Domande Frequenti sugli Strangozzi al Tartufo
Perché il tartufo non va mai cotto?
L'aroma del tartufo è dato da composti volatili molto delicati che si degradano rapidamente con il calore. Cuocendo il tartufo, questi composti evaporano e il fungo perde gran parte del suo profumo caratteristico. Ecco perché va sempre aggiunto a fine cottura o a crudo, quando il calore residuo del piatto è sufficiente a sprigionarne l'aroma senza distruggerlo.
Che differenza c'è tra tartufo nero e tartufo bianco?
Il tartufo bianco (Tuber magnatum) ha un aroma più intenso, con note di aglio, miele e fieno, ed è considerato il più pregiato. Va usato esclusivamente crudo. Il tartufo nero (nelle sue varietà: pregiato, scorzone, uncinato) ha un profumo più delicato, con note terrose e di sottobosco, e tollera leggermente meglio il calore. Il nero del Grappa si distingue per le sue note particolarmente eleganti, ereditate dal terroir unico della Pedemontana.
Posso usare olio al tartufo invece del burro?
Sì, ma il risultato sarà diverso. Il burro crea una crema più vellutata e avvolgente, mentre l'olio dà un condimento più leggero. Molti oli al tartufo commerciali usano aromi sintetici, mentre la Specialità al Tartufo Nero a base di Burro contiene vero tartufo del Grappa. Se preferisci l'olio, cerca prodotti artigianali con tartufo vero in infusione.
Quanto burro al tartufo serve per 4 persone?

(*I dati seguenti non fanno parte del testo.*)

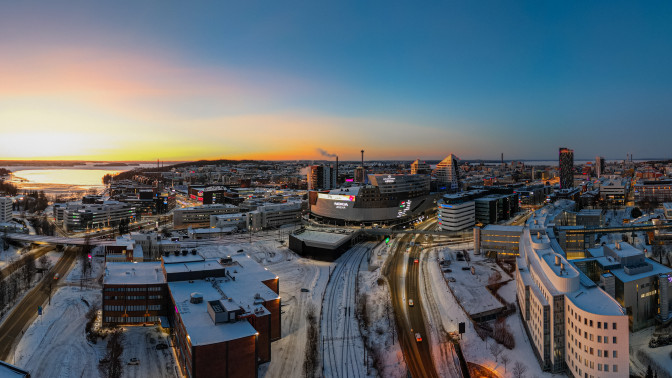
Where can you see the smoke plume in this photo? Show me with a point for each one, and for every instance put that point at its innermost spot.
(325, 153)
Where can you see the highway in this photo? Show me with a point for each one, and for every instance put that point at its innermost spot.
(23, 313)
(402, 273)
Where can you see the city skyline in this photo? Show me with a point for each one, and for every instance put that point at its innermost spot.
(130, 82)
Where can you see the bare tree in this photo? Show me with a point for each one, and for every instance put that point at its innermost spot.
(45, 263)
(505, 360)
(496, 350)
(519, 370)
(115, 348)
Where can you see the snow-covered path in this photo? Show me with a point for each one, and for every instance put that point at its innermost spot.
(342, 346)
(443, 352)
(295, 273)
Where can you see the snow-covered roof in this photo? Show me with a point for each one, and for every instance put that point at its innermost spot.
(127, 273)
(198, 323)
(321, 238)
(172, 259)
(497, 227)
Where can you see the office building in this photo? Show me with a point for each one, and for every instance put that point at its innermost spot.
(80, 217)
(498, 241)
(566, 168)
(653, 190)
(420, 168)
(321, 177)
(447, 174)
(573, 325)
(274, 215)
(600, 165)
(133, 293)
(457, 211)
(199, 216)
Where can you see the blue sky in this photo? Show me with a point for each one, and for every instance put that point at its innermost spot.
(180, 80)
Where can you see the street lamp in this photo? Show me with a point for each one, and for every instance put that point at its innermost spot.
(51, 283)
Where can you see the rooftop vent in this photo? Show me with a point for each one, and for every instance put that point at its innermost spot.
(196, 298)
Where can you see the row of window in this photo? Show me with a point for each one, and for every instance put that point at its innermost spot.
(132, 308)
(131, 319)
(124, 297)
(600, 325)
(134, 289)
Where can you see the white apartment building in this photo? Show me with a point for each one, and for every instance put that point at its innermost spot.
(5, 209)
(274, 215)
(200, 214)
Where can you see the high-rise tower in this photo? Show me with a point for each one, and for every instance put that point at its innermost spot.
(447, 173)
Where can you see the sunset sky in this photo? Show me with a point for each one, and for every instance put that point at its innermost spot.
(129, 80)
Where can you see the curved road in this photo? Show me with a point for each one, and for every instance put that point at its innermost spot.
(402, 272)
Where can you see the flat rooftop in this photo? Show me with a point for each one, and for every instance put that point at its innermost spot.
(502, 228)
(329, 239)
(198, 323)
(128, 273)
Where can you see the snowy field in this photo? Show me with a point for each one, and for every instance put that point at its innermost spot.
(476, 350)
(55, 344)
(9, 256)
(381, 333)
(641, 356)
(470, 288)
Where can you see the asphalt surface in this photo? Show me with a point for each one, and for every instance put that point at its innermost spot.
(23, 313)
(404, 285)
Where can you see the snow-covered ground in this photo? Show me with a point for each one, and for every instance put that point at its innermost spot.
(474, 349)
(295, 273)
(9, 256)
(381, 333)
(343, 352)
(55, 344)
(443, 351)
(641, 356)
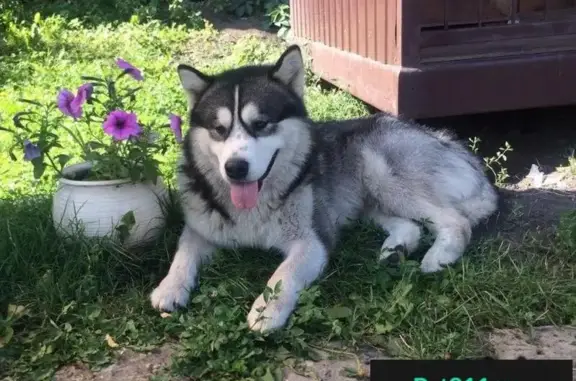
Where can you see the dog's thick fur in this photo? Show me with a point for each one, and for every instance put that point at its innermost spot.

Per 320g di pasta (4 porzioni), un vasetto da 75g di Specialità al Tartufo Nero a base di Burro è perfetto. È una quantità generosa che garantisce un sapore intenso e una cremosità ottimale. Se preferisci un piatto più delicato, puoi usare metà vasetto e conservare il resto in frigorifero (si mantiene 7 giorni una volta aperto).
Come conservare il burro al tartufo una volta aperto?
Una volta aperto, richiudi accuratamente il contenitore e conservalo in frigorifero. Utilizzalo entro 7 giorni per godere appieno della freschezza e ricchezza di sapori. Il burro chiarificato alla base ha una durata maggiore rispetto al burro normale grazie alla rimozione di acqua e proteine.